When you have created a dataset, you are ready to start importing your bulk historical data into Amazon Personalize. You have two choices for importing your bulk records:

  • For Item interactions, Users, and Items datasets, you can use Amazon SageMaker Data Wrangler to import your data from 40+ sources, generate visualizations and Amazon Personalize specific insights, and transform it to meet Amazon Personalize requirements.

  • For all dataset types, you can import bulk data directly into datasets. When you import directly, you manually format your data to meet Amazon Personalize requirements and upload it to Amazon S3. Then you create a schema and a dataset, and import the data directly into the dataset with a dataset import job.

The following guidelines can help you make sure your bulk data is formatted correctly.

  • Your input data must be in a CSV (comma-separated values) file.

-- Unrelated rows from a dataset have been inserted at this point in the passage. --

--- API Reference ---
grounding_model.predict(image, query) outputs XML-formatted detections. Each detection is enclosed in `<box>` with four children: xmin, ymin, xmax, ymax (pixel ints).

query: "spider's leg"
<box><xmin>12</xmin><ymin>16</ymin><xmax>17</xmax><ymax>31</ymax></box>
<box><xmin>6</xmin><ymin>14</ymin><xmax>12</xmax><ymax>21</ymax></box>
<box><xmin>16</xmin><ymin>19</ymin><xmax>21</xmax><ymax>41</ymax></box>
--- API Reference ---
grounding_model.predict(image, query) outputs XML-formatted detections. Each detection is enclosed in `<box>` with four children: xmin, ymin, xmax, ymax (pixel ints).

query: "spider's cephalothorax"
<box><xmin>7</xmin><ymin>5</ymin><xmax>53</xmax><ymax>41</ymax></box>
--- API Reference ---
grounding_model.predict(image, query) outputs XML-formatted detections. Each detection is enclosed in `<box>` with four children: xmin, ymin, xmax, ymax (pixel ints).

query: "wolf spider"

  • The first row of your CSV file must contain your column headers. Don't enclose headers in quotation marks (").

  • Make sure you have the required fields for your dataset type and make sure that their names align with Amazon Personalize requirements. For example, your Items data might have a column called ITEM_IDENTIFICATION_NUMBER with IDs for each of your items. To use this column as an ITEM_ID field, rename the column to ITEM_ID. If you use Data Wrangler to format your data, you can use the Map columns for Amazon Personalize Data Wrangler transform to make sure your columns are named correctly.

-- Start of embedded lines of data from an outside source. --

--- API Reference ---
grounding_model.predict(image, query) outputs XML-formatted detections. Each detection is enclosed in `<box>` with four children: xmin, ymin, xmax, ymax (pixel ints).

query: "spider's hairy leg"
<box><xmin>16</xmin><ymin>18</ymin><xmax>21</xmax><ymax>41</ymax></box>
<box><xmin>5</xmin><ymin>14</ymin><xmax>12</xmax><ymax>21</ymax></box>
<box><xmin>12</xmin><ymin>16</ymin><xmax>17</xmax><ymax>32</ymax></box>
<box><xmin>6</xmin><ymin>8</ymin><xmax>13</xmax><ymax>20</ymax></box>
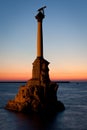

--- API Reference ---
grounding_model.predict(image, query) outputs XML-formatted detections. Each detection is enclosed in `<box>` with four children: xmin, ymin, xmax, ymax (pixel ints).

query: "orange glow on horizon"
<box><xmin>0</xmin><ymin>72</ymin><xmax>87</xmax><ymax>81</ymax></box>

    For information about required fields, see Schemas. For information about using Data Wrangler to prepare your data, see Preparing and importing data using Amazon SageMaker Data Wrangler.

  • The column header names in your CSV file must map to your schema.

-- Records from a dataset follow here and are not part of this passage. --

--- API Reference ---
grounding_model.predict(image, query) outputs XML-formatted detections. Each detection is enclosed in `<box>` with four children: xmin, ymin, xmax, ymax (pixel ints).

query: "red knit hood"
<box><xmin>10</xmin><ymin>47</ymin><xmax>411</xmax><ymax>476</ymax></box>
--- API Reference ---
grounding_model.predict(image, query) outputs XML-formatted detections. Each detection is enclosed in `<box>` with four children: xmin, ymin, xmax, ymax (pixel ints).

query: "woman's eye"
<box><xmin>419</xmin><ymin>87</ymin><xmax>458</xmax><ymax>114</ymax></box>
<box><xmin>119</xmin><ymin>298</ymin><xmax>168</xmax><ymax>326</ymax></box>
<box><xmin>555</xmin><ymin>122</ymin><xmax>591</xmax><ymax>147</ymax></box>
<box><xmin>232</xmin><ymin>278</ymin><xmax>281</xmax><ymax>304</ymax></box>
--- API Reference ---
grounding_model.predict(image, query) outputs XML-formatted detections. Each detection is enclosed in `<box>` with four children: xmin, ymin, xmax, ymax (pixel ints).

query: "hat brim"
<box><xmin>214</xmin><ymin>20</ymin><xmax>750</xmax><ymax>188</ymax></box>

  • Each record in your CSV file must be on a single line.

  • The data types in each column must map to your schema. If you use Data Wrangler to format your data, you can use the Data Wrangler transform Parse Value as Type to convert the data types.

  • TIMESTAMP and CREATION_TIMESTAMP data must be in UNIX epoch time format. For more information, see Timestamp data.

  • If your data includes any non-ASCII encoded characters, your CSV file must be encoded in UTF-8 format.

  • Makes sure you format any textual data as described in Unstructured text metadata.

  • Make sure you format impression data and categorical data as described in Formatting explicit impressions and Formatting categorical data.

For more information about bulk data formatting requirements for Amazon Personalize, see Data format guidelines.

After you import data into an Amazon Personalize dataset, you can analyze it, export it to an Amazon S3 bucket, update it, or delete it by deleting the dataset. For more information, see Managing data.

If you already created a recommender or deployed a custom solution version with a campaign, how new bulk records influence recommendations depends on the domain use case or recipe that you use. For more information, see How new data influences real-time recommendations.

Filter updates for bulk records

Within 20 minutes of completing a bulk import, Amazon Personalize updates any filters you created in the dataset group with your new item and user data. This update allows Amazon Personalize to use the most recent data when filtering recommendations for your users.